There is an area in Tuscany, covering the municipalities of Pomarance, Castelnuovo Val di Cecina and Monterotondo Marittimo, which is known as the Valle del Diavolo, or the Devil’s Valley. Pools, fumaroles, jets of steam and boiling springs pockmark this territory, which seems to have inspired Dante’s topography of hell in his Divine Comedy.
These haunting, almost lunar landscapes are the idea destination for an outdoors trip. You can follow trekking routes, or visit the main panoramic vantage points and the thermal pools.
We suggest some things to do and see on a car journey from Sasso Pisano to Monterotondo Marittimo, for a day in an unforgettable landscape.
Sasso Pisano is a typical Tuscan hilltown which sits in the municipality of Castelnuovo Val di Cecina. Little by little, as you near the town, the castle – the oldest settlement here – and its circuit of walls hove into view. Geothermic activity is evident even at Sasso Pisano, especially at Larderello, in the form of soffioni (jets of steam from the dry earth), putizze (gas emissions composed mainly of hydrogen sulphate, hence their smell of rotten eggs) and lagoni (depressions in the earth, where the geothermic waters collect unpredicatably).
In the town centre you can visit the Etruscan and Roman Museum, known otherwise as the Antiquarium. This is home to a number of interesting finds from the archaeological area called “Il Bagnone”, including a statue of Minerva, made from lead and tin, coins, a terracotta vase, and rooftiles with a typical Etruscan indentation, and much more.
Leaving the town and walking around the cemetery, you come across an ancient laundry, where water bubbles up into a tub at a temperature of 36°C. But this is only one of the many hot springs across the Sasso Pisano territory. The Biolago, for example, is a bathing complex designed with health and relaxation in mind, to which end it comprises a calidarium and a hydromassage, a tepidarium and a phytodepurated lake at a natural temperature. The Biolago is fed by hot springs from the surrounding area and by cold waters which are heated from a central geothermic source,
The next leg of the journey takes you the Etrusco-Roman bath complex. Around yet more natural springs, you can admire the Etruscan spas that date back to the late Hellenistic period. The remains of a colonnade are still visible, and two bath constructions with pools and a number of vestibules, which probably served to welcome visitors and pilgrims. Some tiles have been found with the Etruscan spural huflunas inscribed on them, which confirms that the baths were a public destination.

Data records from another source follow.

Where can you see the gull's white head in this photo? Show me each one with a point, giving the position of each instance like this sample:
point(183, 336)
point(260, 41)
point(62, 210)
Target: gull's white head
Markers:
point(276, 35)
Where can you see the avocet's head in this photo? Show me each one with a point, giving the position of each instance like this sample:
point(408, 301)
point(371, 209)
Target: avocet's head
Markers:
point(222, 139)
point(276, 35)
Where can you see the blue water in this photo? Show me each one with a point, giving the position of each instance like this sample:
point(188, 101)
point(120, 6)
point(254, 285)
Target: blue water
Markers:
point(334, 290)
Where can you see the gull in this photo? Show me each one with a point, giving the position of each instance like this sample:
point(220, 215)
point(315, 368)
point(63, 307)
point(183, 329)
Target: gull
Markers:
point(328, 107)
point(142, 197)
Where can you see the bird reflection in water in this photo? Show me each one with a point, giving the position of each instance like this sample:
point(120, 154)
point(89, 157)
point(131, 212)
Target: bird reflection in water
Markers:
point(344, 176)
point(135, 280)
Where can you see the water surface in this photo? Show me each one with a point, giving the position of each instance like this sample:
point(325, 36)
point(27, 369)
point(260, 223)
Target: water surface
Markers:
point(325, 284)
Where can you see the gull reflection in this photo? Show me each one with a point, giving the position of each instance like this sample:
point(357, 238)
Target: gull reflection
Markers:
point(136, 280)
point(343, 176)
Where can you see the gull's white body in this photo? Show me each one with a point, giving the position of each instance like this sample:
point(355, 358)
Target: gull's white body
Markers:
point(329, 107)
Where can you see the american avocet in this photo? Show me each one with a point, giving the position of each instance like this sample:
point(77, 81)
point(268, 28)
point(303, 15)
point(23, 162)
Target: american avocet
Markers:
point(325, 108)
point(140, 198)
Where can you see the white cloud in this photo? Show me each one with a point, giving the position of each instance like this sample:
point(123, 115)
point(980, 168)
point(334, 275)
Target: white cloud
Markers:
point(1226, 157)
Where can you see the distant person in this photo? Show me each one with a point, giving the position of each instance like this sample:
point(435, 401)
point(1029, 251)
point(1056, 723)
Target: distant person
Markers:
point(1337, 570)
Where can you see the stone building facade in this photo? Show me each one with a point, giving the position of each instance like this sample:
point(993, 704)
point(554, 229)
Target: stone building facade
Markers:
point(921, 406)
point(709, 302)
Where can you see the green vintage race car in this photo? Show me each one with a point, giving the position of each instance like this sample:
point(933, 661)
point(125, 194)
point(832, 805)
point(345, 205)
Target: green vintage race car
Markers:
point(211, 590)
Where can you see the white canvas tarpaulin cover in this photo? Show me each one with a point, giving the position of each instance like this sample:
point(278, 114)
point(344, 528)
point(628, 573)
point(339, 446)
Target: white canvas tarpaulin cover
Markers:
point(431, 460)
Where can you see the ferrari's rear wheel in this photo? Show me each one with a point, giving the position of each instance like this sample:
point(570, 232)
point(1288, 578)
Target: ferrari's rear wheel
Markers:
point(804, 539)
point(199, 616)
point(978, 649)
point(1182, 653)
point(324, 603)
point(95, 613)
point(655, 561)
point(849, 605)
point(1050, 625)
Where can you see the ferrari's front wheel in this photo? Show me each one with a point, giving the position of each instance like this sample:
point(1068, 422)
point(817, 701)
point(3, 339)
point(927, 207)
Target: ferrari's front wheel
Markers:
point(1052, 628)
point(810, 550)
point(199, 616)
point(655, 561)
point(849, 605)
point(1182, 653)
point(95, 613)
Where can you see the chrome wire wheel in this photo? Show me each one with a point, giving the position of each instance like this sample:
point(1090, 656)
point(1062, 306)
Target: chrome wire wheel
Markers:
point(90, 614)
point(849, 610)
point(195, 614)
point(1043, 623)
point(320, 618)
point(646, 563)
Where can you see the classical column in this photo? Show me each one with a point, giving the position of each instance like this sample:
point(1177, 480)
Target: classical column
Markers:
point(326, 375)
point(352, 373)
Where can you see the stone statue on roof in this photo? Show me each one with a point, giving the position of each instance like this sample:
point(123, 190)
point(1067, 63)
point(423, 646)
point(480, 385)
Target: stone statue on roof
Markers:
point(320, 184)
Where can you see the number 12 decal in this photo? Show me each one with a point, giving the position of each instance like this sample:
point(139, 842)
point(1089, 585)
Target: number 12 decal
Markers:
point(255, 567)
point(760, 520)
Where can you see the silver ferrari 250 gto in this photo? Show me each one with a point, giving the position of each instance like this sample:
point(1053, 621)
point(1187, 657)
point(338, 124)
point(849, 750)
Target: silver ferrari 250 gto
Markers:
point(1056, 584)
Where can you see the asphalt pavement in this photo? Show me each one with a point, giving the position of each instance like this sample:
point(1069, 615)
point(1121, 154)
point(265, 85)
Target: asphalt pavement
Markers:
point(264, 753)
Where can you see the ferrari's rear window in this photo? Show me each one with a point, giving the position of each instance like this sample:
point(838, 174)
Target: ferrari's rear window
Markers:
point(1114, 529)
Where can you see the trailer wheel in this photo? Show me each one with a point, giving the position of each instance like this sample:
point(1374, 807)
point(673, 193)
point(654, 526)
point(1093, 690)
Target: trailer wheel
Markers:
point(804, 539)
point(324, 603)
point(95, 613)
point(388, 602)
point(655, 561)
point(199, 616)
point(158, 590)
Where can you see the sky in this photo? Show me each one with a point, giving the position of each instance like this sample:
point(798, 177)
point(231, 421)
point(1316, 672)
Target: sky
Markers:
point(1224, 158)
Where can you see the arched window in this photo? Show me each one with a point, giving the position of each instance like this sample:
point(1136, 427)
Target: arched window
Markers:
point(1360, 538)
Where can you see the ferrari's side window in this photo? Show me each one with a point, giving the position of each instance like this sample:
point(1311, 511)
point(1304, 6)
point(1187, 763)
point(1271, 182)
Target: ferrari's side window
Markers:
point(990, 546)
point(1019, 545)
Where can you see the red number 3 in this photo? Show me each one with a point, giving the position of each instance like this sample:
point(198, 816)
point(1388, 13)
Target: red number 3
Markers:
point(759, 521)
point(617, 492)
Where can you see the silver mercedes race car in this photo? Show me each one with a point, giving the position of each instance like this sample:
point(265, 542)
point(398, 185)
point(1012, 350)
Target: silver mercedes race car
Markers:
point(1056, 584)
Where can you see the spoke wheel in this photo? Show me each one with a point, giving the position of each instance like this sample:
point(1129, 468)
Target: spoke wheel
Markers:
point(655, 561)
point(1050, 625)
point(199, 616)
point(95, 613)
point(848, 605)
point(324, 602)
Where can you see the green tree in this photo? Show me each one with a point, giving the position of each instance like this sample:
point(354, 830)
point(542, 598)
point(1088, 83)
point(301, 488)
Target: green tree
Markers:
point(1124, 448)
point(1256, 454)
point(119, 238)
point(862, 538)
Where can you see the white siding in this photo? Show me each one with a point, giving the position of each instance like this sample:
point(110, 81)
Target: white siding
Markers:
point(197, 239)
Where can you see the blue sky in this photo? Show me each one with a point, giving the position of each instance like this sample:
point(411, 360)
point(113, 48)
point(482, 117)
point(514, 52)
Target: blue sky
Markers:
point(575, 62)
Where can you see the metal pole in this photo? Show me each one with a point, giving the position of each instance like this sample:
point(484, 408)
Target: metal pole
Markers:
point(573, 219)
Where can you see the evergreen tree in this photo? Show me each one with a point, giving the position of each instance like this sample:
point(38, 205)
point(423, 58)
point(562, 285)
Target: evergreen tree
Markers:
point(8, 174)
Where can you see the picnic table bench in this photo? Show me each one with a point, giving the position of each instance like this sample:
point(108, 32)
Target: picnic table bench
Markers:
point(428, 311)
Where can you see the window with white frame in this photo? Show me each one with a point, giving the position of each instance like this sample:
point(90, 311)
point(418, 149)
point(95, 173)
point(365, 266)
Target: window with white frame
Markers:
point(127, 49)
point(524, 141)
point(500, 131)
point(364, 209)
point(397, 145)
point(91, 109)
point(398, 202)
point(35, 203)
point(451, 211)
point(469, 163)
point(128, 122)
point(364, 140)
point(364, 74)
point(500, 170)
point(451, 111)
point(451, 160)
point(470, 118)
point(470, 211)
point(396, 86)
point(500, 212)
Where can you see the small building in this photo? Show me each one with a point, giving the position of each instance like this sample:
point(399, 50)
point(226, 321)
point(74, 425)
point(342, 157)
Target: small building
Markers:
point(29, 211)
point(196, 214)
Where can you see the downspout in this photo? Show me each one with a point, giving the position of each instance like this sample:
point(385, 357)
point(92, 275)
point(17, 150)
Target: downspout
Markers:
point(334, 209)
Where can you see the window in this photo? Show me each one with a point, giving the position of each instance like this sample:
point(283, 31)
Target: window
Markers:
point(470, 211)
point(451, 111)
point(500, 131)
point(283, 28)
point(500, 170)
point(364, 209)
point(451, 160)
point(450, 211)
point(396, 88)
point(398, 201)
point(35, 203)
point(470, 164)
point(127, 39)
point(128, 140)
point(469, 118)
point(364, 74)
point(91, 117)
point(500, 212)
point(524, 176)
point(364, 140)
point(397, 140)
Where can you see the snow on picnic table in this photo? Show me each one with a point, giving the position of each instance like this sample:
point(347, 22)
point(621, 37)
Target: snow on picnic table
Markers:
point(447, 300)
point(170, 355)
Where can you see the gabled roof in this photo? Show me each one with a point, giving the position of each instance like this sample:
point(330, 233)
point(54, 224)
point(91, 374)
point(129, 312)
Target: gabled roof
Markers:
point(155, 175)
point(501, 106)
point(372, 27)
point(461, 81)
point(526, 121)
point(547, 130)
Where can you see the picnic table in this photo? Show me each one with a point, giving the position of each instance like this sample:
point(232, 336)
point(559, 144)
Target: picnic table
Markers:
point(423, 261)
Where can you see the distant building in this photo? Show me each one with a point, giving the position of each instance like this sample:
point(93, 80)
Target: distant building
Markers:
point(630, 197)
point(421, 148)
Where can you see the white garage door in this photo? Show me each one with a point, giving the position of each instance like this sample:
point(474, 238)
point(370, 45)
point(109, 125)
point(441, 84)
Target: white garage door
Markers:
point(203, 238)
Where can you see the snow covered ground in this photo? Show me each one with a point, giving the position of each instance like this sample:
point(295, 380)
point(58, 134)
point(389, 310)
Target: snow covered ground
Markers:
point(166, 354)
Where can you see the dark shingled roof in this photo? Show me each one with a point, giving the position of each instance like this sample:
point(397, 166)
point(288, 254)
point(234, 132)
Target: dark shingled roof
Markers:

Not far from the centre of Monterotondo Marittimo you find one of the most exciting parks in Italy: the Biancane. This white landscape, embedded in the Colline Metallifere Grossetane National Park, is a World Heritage Site and is typified by the geothermic activity that diversifies into the aforementioned soffioni, putizze, vapour columns and fumaroles.
If you decide to venture into the Biancane park, the symbol of Monterotondo Marittimo and of the energy that it derives from the bowels of the earth, you can follow one of many footpaths that cross the area concerned. Between gases, craters and view-giving terraces (on clear days, you can see a wide stretch of the Tyrrhenian coast, from Punta Ala to the Isle of Elba), you will pick out the Lagone Naturale (Natural Lake), with a geyser erupting at its centre. The water here reaches temperatures of up to 150°C.
In the same park you will also encounter the Lagone Cerchiato (encircled lake), so called because in the past – the late medieval period, in fact – the boiling waters were used to bend the branches of the chestnut trees and the hooping of barrels. The Etruscans loved these waters, and maintained that they ameliorated skin diseases, liver and kidney problems. Even today, the boric acid is used in the pharmaceutical industry.
Another point of interest is the MUBIA, the Biancane Geomuseum in Monterotondo Marittimo. Guests can savour the excitement of a virtual tour down into the depths of the earth, in search of the geothermic secrets. A GeoNave, indeed, takes you down to a depth of 7km below the surface and lets you admire the subsoil miracles.